Healing powers at help centre

Louisa McGrath

Many people passing through the Liberties have probably seen the UCKG Help Centre on Ardee Street, just off Cork Street.  But like me, they may never have realised what exactly it was

Walking by the building one day, I was handed a leaflet.  Looking at it afterwards I realised that the UCKG Help Centre was in fact a Pentecostal church; UCKG stands for the Universal Church of the Kingdom of God.  The leaflet was promoting one of their services: “Friday of Breaking Curses”.  The leaflet encouraged people with a range of problems from financial troubles and bad love lives, to feeling sick and tired, to come along to the service for help.  The leaflet said the service can free you from “works against you”, such as black magic, voodoo and witchcraft and displayed positive testimonials from UCKG members who had been healed.

The first UCKG was founded in 1977 in Brazil, since then it has since expanded to 176 other countries.  Their first Irish church opened in 2004 in Phibsboro, another two Dublin branches were later opened in Blanchardstown and the Liberties.  Their help centre in Dublin 8 has been their Irish headquarters since it opened in May 2011.  UCKG, Ardee Street has about 100 members.

Each day of the week different services are held in the centre: there are prayers for finances on a Monday, prayers for physical healing on a Tuesday, bible studies on a Wednesday and prayers for family and marriage on a Thursday at ‘Love Therapy’; in fact, members can even get married on a Thursday.

According to UCKG this aims to give guidance to couples who are having issues in their relationships and to help singles, who want to find suitable partners.  “We had around ten weddings and vow renewals in the last year,” said UCKG’s spokesperson.

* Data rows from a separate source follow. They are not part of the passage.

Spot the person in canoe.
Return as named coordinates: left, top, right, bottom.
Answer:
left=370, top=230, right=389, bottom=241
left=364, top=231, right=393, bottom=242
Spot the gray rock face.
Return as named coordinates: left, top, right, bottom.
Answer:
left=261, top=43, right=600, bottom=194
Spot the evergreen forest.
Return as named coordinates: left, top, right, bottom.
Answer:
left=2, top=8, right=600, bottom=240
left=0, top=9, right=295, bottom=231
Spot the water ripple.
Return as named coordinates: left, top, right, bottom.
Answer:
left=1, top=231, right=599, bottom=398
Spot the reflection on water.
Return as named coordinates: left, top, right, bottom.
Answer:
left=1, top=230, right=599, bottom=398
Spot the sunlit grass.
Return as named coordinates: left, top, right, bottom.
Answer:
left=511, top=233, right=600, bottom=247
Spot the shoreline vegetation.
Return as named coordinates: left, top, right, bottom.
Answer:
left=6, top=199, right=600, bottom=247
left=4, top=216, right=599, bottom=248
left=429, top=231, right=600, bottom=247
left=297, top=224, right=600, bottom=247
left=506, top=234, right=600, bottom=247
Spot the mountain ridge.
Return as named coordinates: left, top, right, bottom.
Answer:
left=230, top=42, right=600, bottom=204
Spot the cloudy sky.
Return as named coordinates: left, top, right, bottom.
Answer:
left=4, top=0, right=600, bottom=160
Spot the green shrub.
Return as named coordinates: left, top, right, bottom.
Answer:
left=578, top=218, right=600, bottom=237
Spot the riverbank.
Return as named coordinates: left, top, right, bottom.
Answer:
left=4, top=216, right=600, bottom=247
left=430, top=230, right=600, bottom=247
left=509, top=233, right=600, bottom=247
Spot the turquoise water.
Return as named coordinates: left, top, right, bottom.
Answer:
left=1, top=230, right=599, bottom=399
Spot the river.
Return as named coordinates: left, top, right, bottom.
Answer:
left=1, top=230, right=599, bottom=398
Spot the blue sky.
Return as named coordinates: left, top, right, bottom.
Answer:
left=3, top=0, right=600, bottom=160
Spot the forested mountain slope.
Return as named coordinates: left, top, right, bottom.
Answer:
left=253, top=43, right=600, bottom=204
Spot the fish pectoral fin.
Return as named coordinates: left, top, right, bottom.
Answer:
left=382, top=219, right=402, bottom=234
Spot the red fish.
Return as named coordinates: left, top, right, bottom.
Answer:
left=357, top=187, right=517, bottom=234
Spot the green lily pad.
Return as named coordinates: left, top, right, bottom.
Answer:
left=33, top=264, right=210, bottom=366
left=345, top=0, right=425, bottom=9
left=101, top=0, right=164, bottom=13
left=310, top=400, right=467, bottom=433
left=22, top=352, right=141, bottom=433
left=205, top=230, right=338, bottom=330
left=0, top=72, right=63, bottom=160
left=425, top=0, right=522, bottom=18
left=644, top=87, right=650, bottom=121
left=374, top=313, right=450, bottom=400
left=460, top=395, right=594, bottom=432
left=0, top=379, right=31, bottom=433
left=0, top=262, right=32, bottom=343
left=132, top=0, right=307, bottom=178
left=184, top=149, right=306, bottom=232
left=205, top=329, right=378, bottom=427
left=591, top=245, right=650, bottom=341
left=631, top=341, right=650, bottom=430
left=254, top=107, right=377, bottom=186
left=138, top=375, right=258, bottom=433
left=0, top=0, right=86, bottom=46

As well as services, UCKG hold prayers on Meath Street, just by the Liberty Market.

Every day there are three services; I decided to attend the “Friday of Breaking Curses” that first caught my attention.  Although the Pastor in Ardee Street was reluctant to speak to the newspaper, he allowed me to stay for a service.

Having been to both Catholic and Protestant services, I found the meeting at UCKG a new experience… The church was a rectangular room with an altar that looks like a stage; it reminded me of a small community hall.  There were 140 comfortable seats and no place to kneel, because in UCKG the members don’t kneel, but often stand.

Only six people attended the service, which was unsurprising given it was 3pm.  Three pastors ran the service and Pastor Vick, who led, was enthusiastic despite the small crowd.  He began by reading a passage from the bible, explaining it clearly and relating it to modern circumstances; he was literally teaching, not just reciting.

He then interacted with us; we were called to the front to pray about our problems together, everyone prayed aloud with their eyes closed.  Music began to play in the background and the pastors put a hand on each person’s head and started praying with us.  Pastor Vick put his hand on my head; he put more and more pressure on it, as he prayed louder and louder.  The pastors ended up shouting over each other as the music peaked, and Pastor Vick released the pressure from my head; then there was silence.  I got goose bumps and felt a sense of relief from the atmosphere; I wasn’t even thinking of specific problems, but if I was it would be hard not to feel uplifted by these prayers.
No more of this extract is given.